Piero Coppo è medico, neuropsichiatra e padre dell’etnopsichiatria in Italia, Stefania Consigliere è filosofa e ricercatrice in Antropologia presso l’Università di Genova, Paolo Bartolini è analista filosofo e collaboratore di Megachip.
Buona lettura!
INTRODUZIONE
di Lelio Demichelis
«Perché mai gli sfruttati non si ribellano? E se la radice di ogni valore (e in primis proprio quello del denaro) sta nell’immaginario degli umani, perché sembra impossibile uscire dall’orizzonte capitalista? L’elemento più inquietante di tutti è, infatti, proprio quest’adesione collettiva alla catastrofe, l’assenso alla nostra servitù», scrive Stefania Consigliere.
E ancora: «C’è un divenire capitale degli umani (e un prender forma umana da parte del capitale) che è la parte più temibile di tutta questa storia (…): siamo la punta più avanzata di un colossale esperimento di cattura delle anime, che non passa più solo per l’imposizione violenta, come avveniva nel dominio classico, ma per l’adesione – rassegnata o entusiasta – a un regime pulsionale e concettuale molto soft, che si presenta come la quintessenza della libertà stessa. (…). Qualcosa che, svuotando i soggetti delle loro forze, li assoggetta a un volere esterno e malevolo. (…) È questo, probabilmente, il peccato originale della modernità e attraverso questa violenza è possibile leggere la grande opera di unificazione (intendo: di riduzione all’uno) della modernità, dalla caccia alle streghe alla streghizzazione della dissidenza, dalla società disciplinare al mito del Progresso e della Scienza, e via dicendo». E Piero Coppo: «nella contemporaneità diviene centrale l’ibridazione evoluta tra umano e forme e contenuti immateriali prodotti su scala industriale capaci di risiedere permanentemente nel conscio e nell’inconscio La colonizzazione contemporanea dell’immaginario, già descritta nelle sue forme precedenti da storici e studiosi a proposito dell’occidentalizzazione di altri mondi (…) va di pari passo con l’allestimento di un ambiente artefatto che nessun “gruppo naturale” umano è in grado di controllare.
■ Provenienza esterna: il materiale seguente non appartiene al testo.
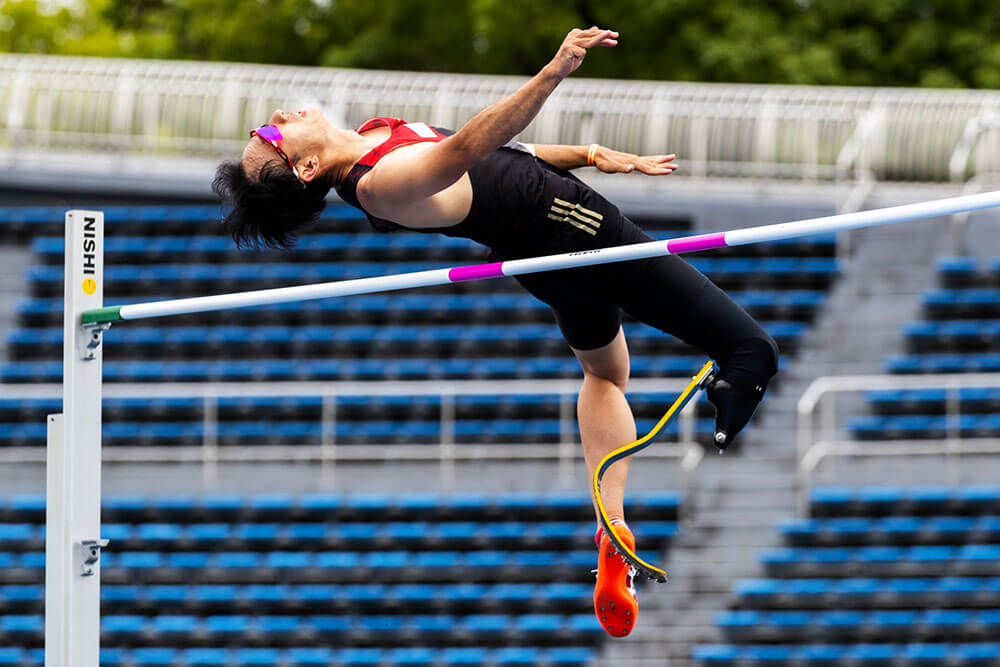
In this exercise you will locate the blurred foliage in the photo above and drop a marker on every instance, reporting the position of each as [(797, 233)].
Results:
[(941, 43)]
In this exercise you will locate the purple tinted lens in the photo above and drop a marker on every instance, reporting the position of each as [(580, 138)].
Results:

Gli umani possono solo contribuire, con la loro ingegnosità, la loro passione piegata a quelle forme e a quei linguaggi, ad alimentarlo. Questo orizzonte artefatto continuamente rigenerantesi, strettamente legato alle modificazioni strutturali ambientali che produce, è reso possibile dalla saldatura tra tecno-scienza e capitalismo spettacolare integrato».
Basterebbero queste citazioni per sgomberare il campo da possibili o prevedibili obiezioni e dire invece che questo incontro tra un sociologo – chi scrive questa Introduzione – e i tre autori di questo saggio – che si occupano invece di filosofia, di psicologia e di etnopsichiatria – era inevitabile e necessario, per evidenti affinità elettive.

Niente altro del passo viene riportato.